Верно, когда-то мы дружили. Мне нравилась твоя хватка, твоя нагловатая напористость, может быть еще и потому, что сам я не обладал и пятой долей твоей пробивной силы. И я не сомневался в тебе, пока к нам в полк не приехал Мельников. Помнишь его? Этот штатский, лысеющий человек — в жизни бы не догадался — испытатель первого класса, летавший на ста тридцати типах самолетов — должен был подобрать двух-трех кандидатов во вновь создававшуюся школу летчиков-испытателей. Желающих в полку сыскалось с десяток. Подходили же по возрасту, образованию и прочим параметрам — четверо. Откуда ты знал Мельникова раньше — или успел втереться к нему в доверие за считанные часы — мне неведомо, помню, однако, во всех подробностях тот общий ужин, чтоб не сказать коллективную пьянку, которую ты мастерски организовал и так здорово ею дирижировал. Ты не упустил возможности без особой на то причины похвалить мою маму. Ты очень выразительно произнес: «Фаина Наумовна — непостижимая, редкая женщина! Фаина Наумовна и партизанка… и знаток человеческой души…» Тон делает музыку, и ты, Сергей, это хорошо знал. Кроме того, ты нашел повод обратить внимание Мельникова на прискорбный факт приписки налета. «Кое-кто приплюсовал себе аж триста часов валета, чтобы не промахнуться, когда начнется отбор кандидатов в испытатели…» Ты не случайно не раскрыл имени «обманщика» — пусть Мельников подозревает всех, кроме тебя. Было?
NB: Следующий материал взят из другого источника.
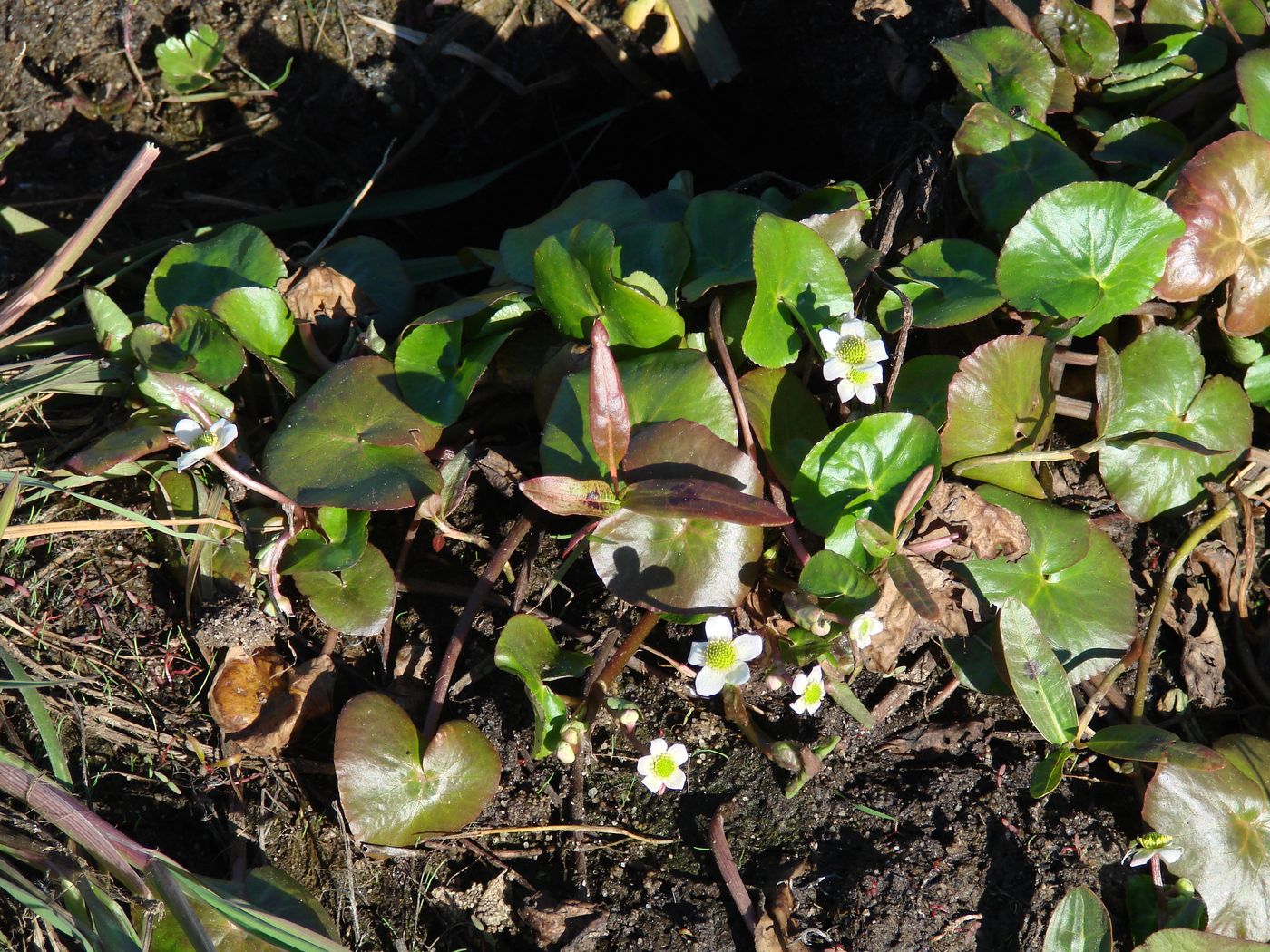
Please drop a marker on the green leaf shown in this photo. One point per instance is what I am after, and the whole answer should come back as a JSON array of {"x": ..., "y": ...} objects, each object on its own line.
[
  {"x": 390, "y": 795},
  {"x": 199, "y": 273},
  {"x": 949, "y": 282},
  {"x": 1037, "y": 675},
  {"x": 861, "y": 470},
  {"x": 1005, "y": 165},
  {"x": 357, "y": 602},
  {"x": 527, "y": 650},
  {"x": 1000, "y": 402},
  {"x": 1089, "y": 250},
  {"x": 1221, "y": 821},
  {"x": 1223, "y": 197},
  {"x": 1080, "y": 923},
  {"x": 785, "y": 416},
  {"x": 1073, "y": 580},
  {"x": 797, "y": 281},
  {"x": 1155, "y": 386},
  {"x": 675, "y": 384},
  {"x": 1002, "y": 66},
  {"x": 351, "y": 442},
  {"x": 683, "y": 565}
]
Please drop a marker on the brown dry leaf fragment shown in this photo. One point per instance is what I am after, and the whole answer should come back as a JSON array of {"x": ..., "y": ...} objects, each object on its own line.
[
  {"x": 259, "y": 702},
  {"x": 988, "y": 530}
]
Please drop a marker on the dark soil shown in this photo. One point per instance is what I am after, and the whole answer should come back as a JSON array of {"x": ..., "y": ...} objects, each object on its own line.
[{"x": 964, "y": 860}]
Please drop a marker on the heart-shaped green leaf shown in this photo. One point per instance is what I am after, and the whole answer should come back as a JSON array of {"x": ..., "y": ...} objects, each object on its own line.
[
  {"x": 1089, "y": 250},
  {"x": 1000, "y": 402},
  {"x": 357, "y": 602},
  {"x": 860, "y": 471},
  {"x": 786, "y": 419},
  {"x": 1223, "y": 197},
  {"x": 1073, "y": 580},
  {"x": 351, "y": 442},
  {"x": 949, "y": 282},
  {"x": 1153, "y": 386},
  {"x": 527, "y": 650},
  {"x": 797, "y": 281},
  {"x": 1002, "y": 66},
  {"x": 197, "y": 273},
  {"x": 390, "y": 795},
  {"x": 683, "y": 565},
  {"x": 1005, "y": 165},
  {"x": 675, "y": 384},
  {"x": 1221, "y": 821}
]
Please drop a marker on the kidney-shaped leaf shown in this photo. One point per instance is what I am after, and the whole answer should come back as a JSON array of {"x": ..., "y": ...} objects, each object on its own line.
[
  {"x": 1153, "y": 386},
  {"x": 1089, "y": 250},
  {"x": 390, "y": 795},
  {"x": 1221, "y": 821},
  {"x": 1223, "y": 197},
  {"x": 351, "y": 442}
]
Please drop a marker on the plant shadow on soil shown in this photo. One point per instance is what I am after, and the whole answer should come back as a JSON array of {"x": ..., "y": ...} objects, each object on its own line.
[{"x": 968, "y": 860}]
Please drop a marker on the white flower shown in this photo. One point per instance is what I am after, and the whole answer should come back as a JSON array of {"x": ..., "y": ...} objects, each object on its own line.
[
  {"x": 1152, "y": 844},
  {"x": 809, "y": 689},
  {"x": 721, "y": 657},
  {"x": 202, "y": 443},
  {"x": 855, "y": 355},
  {"x": 863, "y": 628},
  {"x": 660, "y": 767}
]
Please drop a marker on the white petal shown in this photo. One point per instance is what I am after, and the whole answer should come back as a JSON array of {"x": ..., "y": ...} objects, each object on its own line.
[
  {"x": 748, "y": 646},
  {"x": 718, "y": 626},
  {"x": 708, "y": 682}
]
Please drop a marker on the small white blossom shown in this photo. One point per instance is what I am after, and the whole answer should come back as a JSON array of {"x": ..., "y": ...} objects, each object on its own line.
[
  {"x": 863, "y": 628},
  {"x": 202, "y": 443},
  {"x": 721, "y": 657},
  {"x": 854, "y": 358},
  {"x": 809, "y": 689},
  {"x": 1152, "y": 844},
  {"x": 662, "y": 765}
]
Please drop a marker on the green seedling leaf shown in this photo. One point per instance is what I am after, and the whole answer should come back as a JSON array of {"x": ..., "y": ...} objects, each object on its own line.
[
  {"x": 527, "y": 650},
  {"x": 1002, "y": 66},
  {"x": 683, "y": 565},
  {"x": 1221, "y": 821},
  {"x": 720, "y": 228},
  {"x": 677, "y": 384},
  {"x": 390, "y": 795},
  {"x": 860, "y": 471},
  {"x": 346, "y": 536},
  {"x": 1156, "y": 386},
  {"x": 1139, "y": 742},
  {"x": 785, "y": 418},
  {"x": 1045, "y": 777},
  {"x": 949, "y": 282},
  {"x": 1073, "y": 580},
  {"x": 1005, "y": 165},
  {"x": 199, "y": 273},
  {"x": 564, "y": 495},
  {"x": 797, "y": 281},
  {"x": 187, "y": 63},
  {"x": 1037, "y": 675},
  {"x": 1223, "y": 197},
  {"x": 357, "y": 602},
  {"x": 1080, "y": 922},
  {"x": 1089, "y": 250},
  {"x": 1000, "y": 402},
  {"x": 351, "y": 442}
]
В школу летчиков-испытателей ты просочился и, я слышал, неплохо зарекомендовал себя в полетах. А вот с товарищами, кажется, не особенно ладил. Удивляться ли? Ведь тебе приписывают слова, сказанные в день катастрофы Кости Жаркова: «Земля-матушка дураков первыми прибирает…» Не буду защищать Костю, на мой взгляд, он ни в какой защите не чуждается, а тебя хочу спросить: это правда? Ты на самом деле говорил такое? Если правда, что сказать — подлец ты, не взирая ни на какие звания и заслуги.